David hadn’t learned Meredith’s first name for over a month when he’d moved in. True, perhaps a portion of the blame could be laid at the feet of Mr. Bednarek, who was in the habit of addressing him only by nickname, even when making introductions to new tenants.

And this, he’d say with a sweeping gesture, is our Schwarzy, in much the same way one might say, And this is the kitchen garden.

And Meredith never elaborated, just invariably grinned his foolish grin and gave a wave and said, Yeah. Hi.

“Anyway,” said David, “it doesn’t matter now. The damage is done.”

“But I really did tell him,” said Meredith in distress. “I told him the same way I always do: I’m not in love with you, I’ve got no plans to—”

“Yes, yes, I know,” David interrupted. He’d heard it more times than he could count and was in no mood to do so again now.

Meredith reached out and caught him by the elbow. “I’m sorry, David.”

“I know. I know you are.”

He always was, not that it made things any better.

To David’s surprise, as they came around the next bend in the path, daylight shone through the edge of the Wood quite close by. In just a few moments more, they emerged in Mrs. Jupiter’s back garden next to the henhouse.

Meredith strode up to the open kitchen window and rapped lightly on the sill. “Mrs. J?”

He collected the bloodroot from David, and handed it over along with his own supply of slattern’s comb when Mrs. Jupiter appeared in the window.

“I do appreciate this,” said Mrs. Jupiter, returning Meredith’s overfull shopping basket to him. “The two of you must drop by for tea soon, but for the moment, I had best see to finishing this potion.”

With that, she vanished from view, and David and Meredith started up the hill toward Midnight Cottage.

“I really am sorry about Brian,” said Meredith. “I didn’t mean to make any trouble for you.”

David’s first instinct was to point out that it was much too late for that, but he relented. “Well, never mind. I’ll go and see if I can’t calm him down. You make yourself scarce for a bit.” He doubted Brian would change his mind, but they might at least part ways amicably.

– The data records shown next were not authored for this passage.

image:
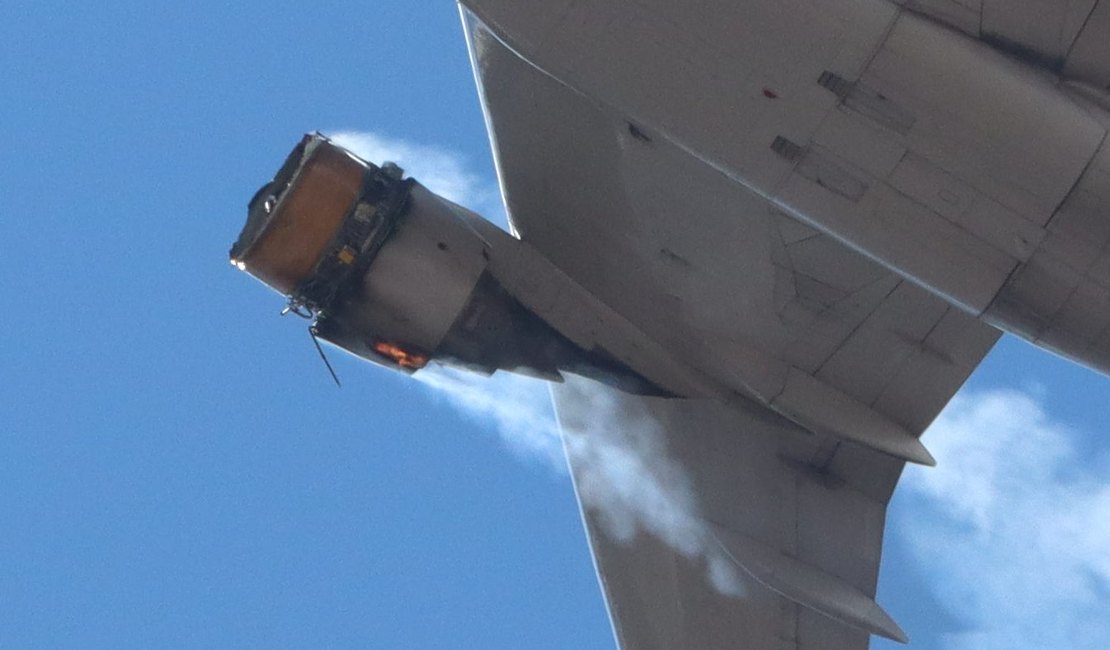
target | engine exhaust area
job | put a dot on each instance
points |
(395, 274)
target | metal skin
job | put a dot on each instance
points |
(401, 276)
(957, 169)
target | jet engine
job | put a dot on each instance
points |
(399, 275)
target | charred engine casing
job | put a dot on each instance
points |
(395, 274)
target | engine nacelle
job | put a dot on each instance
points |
(395, 274)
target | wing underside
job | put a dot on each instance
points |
(713, 525)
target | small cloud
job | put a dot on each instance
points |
(1016, 530)
(441, 170)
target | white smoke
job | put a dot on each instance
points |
(1013, 526)
(621, 463)
(440, 170)
(517, 407)
(624, 474)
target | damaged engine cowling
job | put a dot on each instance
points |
(395, 274)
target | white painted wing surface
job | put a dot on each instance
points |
(1071, 37)
(719, 526)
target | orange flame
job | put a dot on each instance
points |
(401, 356)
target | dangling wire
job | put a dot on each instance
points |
(312, 333)
(298, 310)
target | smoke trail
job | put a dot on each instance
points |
(623, 471)
(618, 454)
(626, 475)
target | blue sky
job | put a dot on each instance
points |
(178, 470)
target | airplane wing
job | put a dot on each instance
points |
(713, 525)
(1069, 36)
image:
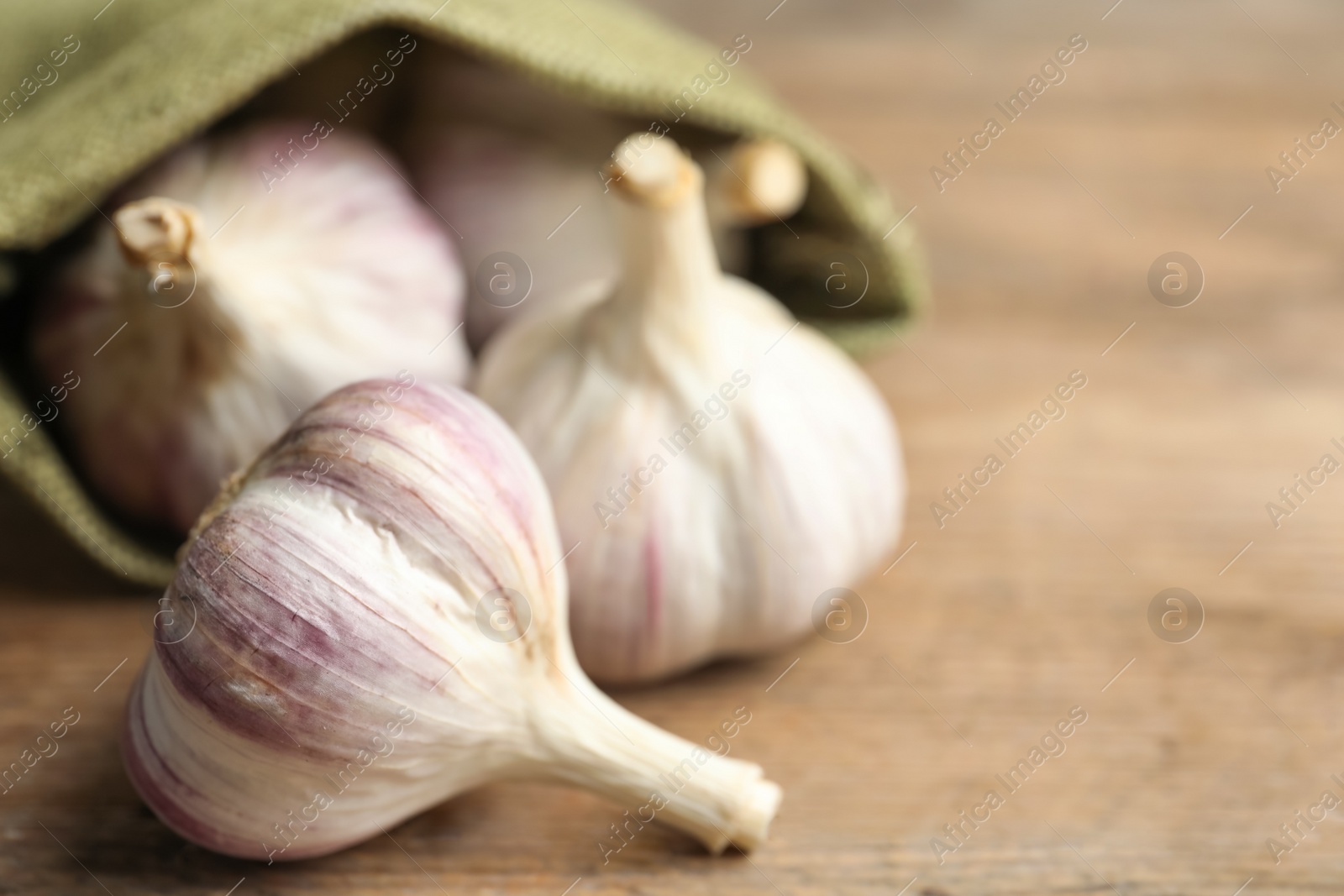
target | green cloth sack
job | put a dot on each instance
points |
(141, 76)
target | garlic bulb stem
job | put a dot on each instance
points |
(158, 230)
(759, 181)
(652, 773)
(671, 265)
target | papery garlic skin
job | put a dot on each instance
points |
(718, 464)
(333, 590)
(253, 275)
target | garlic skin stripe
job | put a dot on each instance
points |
(717, 490)
(245, 298)
(362, 543)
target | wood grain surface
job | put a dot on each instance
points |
(1028, 602)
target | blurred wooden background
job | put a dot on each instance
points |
(1026, 604)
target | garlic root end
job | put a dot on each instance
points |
(156, 230)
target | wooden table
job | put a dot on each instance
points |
(1030, 600)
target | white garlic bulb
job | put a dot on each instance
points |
(257, 273)
(717, 464)
(376, 621)
(517, 174)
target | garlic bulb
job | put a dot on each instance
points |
(378, 622)
(517, 172)
(255, 275)
(717, 464)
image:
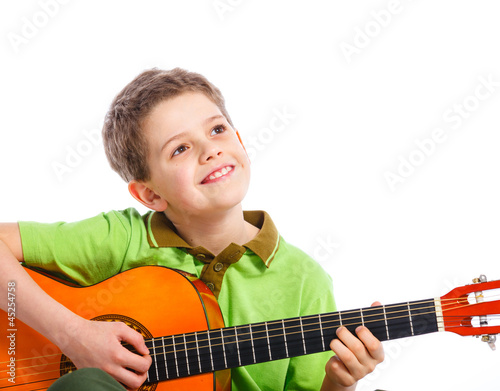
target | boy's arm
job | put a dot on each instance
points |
(78, 338)
(354, 358)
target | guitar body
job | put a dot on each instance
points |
(154, 300)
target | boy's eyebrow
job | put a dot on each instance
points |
(182, 134)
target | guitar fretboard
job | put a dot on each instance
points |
(207, 351)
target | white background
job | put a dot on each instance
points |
(362, 80)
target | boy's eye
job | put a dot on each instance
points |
(218, 129)
(179, 150)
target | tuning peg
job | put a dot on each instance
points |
(490, 339)
(481, 278)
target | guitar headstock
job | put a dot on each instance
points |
(471, 310)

“Here, I’ll take this down to Bednarek.” Meredith took the bag of coffee and handed his basket over to David.

He started away, turned back after a single step, and threw an arm over David’s shoulders as he leaned in to grab a poppy seed roll from the basket, ignoring his aggrieved sigh. “Say goodbye, Bianca.”

Bianca, of course, did no such thing.

“See you in a bit!” Meredith raised his roll in a mock toast and sauntered off with his little dog in tow, leaving David feeling once again as though he’d just weathered a bewildering and infuriatingly good-natured hurricane.